Весна в Пруссии пробуждается рано, словно робкий зверёк после зимней спячки. В феврале уже сходят снега, обнажая чёрную землю, и по дорогам весело бегут ручейки, словно серебряные змейки, сверкающие на солнце. Дети прислуги, маленькие сорванцы, пускают по ним самодельные кораблики, вырезанные из коры, вниз по холму и бегут следом за ними, сломя голову, оглашая окрестности своим заразительным гоготом и пронзительным визгом от переполняющего их маленького, но такого настоящего счастья. Вот же везунчики, – думал я с завистью, – умеющие находить радость в таких мелочах, в таких простых, незамысловатых вещах. Когда-нибудь и их жизнь неизбежно станет рутиной, наполнится грузом забот и тяжких обязательств перед уже их собственной семьёй, которую надо кормить, одевать и обеспечивать, забыв о беззаботном смехе и бумажных корабликах на весенних ручьях.
Детский блеск наивности в глазах, чистая, незамутнённая радость от каждого момента, со временем потускнеет. Затянется плёнкой взрослой усталости, тяжёлым грузом прожитых лет, разочарований и несбывшихся надежд. На смену искреннему удивлению придёт горькая обречённость, ощущение замкнутого круга, из которого нет выхода.
Кто-то, возможно, один из немногих, сумеет вырваться. Вырастет по-настоящему счастливым человеком, найдёт своё место под солнцем, обретёт гармонию и покой. Семья его будет источником радости и поддержки, а не тяжким бременем, как у многих. Он выберется из удушающей нищеты, вырвется из оков беспросветного существования, где каждый день – борьба за кусок хлеба. Больше никогда не будет надрывать спину на тяжёлых, изматывающих работах, ломающих здоровье и отнимающих последние силы. И, конечно же, никогда не позволит своим детям повторить его горькую участь.

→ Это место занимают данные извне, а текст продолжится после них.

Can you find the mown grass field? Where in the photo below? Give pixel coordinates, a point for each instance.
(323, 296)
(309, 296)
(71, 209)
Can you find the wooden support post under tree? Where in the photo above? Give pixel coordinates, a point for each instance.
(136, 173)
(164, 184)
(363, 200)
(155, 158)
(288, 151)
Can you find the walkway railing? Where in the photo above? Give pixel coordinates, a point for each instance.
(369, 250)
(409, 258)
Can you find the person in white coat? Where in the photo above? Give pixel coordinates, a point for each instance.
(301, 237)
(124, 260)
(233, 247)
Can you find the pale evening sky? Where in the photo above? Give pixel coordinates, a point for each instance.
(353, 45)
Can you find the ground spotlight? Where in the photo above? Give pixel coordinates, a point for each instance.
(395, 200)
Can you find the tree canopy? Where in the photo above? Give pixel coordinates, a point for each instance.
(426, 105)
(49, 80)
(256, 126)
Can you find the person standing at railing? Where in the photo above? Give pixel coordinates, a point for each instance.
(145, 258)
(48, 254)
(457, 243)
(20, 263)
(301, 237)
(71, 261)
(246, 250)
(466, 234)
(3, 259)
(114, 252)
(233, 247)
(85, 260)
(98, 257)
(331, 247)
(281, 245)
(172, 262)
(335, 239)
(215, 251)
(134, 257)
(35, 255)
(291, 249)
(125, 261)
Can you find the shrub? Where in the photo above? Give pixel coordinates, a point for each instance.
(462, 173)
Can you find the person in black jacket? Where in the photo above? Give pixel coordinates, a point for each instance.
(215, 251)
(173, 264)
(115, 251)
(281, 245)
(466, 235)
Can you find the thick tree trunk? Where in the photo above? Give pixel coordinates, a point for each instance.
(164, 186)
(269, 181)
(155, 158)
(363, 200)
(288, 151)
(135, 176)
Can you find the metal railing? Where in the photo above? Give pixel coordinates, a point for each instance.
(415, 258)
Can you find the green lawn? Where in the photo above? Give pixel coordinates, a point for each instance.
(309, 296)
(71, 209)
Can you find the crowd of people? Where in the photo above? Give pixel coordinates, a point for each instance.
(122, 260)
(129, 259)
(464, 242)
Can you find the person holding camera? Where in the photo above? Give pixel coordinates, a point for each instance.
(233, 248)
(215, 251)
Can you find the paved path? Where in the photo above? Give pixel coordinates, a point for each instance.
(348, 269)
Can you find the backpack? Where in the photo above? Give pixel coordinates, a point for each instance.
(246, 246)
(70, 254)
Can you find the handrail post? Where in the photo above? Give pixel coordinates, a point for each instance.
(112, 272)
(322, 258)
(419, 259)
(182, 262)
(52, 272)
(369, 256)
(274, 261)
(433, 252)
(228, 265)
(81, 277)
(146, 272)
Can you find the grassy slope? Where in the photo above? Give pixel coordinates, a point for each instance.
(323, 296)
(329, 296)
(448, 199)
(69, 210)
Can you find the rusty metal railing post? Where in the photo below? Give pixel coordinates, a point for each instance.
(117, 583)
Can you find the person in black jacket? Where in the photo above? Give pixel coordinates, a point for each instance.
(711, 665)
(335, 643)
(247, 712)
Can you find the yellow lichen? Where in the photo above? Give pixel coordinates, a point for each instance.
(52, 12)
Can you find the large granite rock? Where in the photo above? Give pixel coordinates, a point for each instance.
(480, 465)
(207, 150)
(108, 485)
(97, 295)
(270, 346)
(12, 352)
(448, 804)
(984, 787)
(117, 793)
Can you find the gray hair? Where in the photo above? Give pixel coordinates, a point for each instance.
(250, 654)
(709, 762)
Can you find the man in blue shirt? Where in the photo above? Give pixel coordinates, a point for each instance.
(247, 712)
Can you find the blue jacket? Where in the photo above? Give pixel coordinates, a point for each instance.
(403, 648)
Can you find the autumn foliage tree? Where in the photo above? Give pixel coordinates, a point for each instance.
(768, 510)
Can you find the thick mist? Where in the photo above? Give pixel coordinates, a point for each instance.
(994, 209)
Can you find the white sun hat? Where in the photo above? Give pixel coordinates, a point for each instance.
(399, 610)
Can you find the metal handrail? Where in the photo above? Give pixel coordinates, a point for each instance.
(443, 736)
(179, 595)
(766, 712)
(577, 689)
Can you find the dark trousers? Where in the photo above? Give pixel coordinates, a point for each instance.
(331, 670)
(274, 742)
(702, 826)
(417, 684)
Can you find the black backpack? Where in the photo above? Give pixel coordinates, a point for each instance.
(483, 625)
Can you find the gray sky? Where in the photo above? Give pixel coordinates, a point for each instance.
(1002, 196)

Если будет нужно, ради достижения этой цели он станет самым честолюбивым, самым пробивным. Будет карабкаться вверх по карьерной лестнице, не гнушаясь ничем. Станет мелким чиновником, заискивающим перед начальством и презирающим тех, кто ниже. Или же ударится в бизнес, где выживает сильнейший, где царят жестокие законы конкуренции. Он научится предавать, сдавать своих коллег, идти по головам, лишь бы остаться при положении, лишь бы удержаться на плаву и обеспечить себе и своей семье достойную жизнь.
А пока... пока это всего лишь маленькие дети. Беззаботные, чумазые, вымазанные в липкой весенней грязи, словно поросята. Они носятся по двору, прыгают своими большими, до глупости неуклюжими сапогами на вырост по лужам, поднимая фонтаны брызг. Обливают друг друга позеленевшей на солнце, мутной водой, которая пахнет тиной и сырой землёй. Они смеются заливистым, звонким смехом, не подозревая о том, что ждёт их впереди.
Те, на которых сейчас смотрят с брезгливостью, с плохо скрываемым презрением взрослые люди. Те, кто ещё вчера сам барахтался в этой же грязи, сам носил эти же огромные сапоги, сам был таким же чумазым и беззаботным. Но теперь они вырвались, выбились в люди, и прошлое вызывает у них лишь отвращение и стыд. Они смотрят на этих детей и видят в них не будущее, а своё прошлое, от которого так отчаянно пытаются убежать.
Иногда, глядя на них, этих беззаботных сорванцов, я чувствую, как внутри поднимается волна зависти. Острая, обжигающая, почти болезненная. Зависть к их свободе и безграничной, ничем не омрачённой радости. К тому, чего я был лишён с самого раннего детства.
Меня слишком рано, слишком резко окунули в мир взрослых правил и условностей. Слишком рано научили тому, что человек моего круга обязан быть безупречным. Исключительно чистым, аккуратным, словно кукла, которую берегут от малейшей пылинки. Моя одежда, отутюженная до скрипа, должна была забыть, что такое складка или небрежность. Она должна была быть идеальной, как и все мои манеры.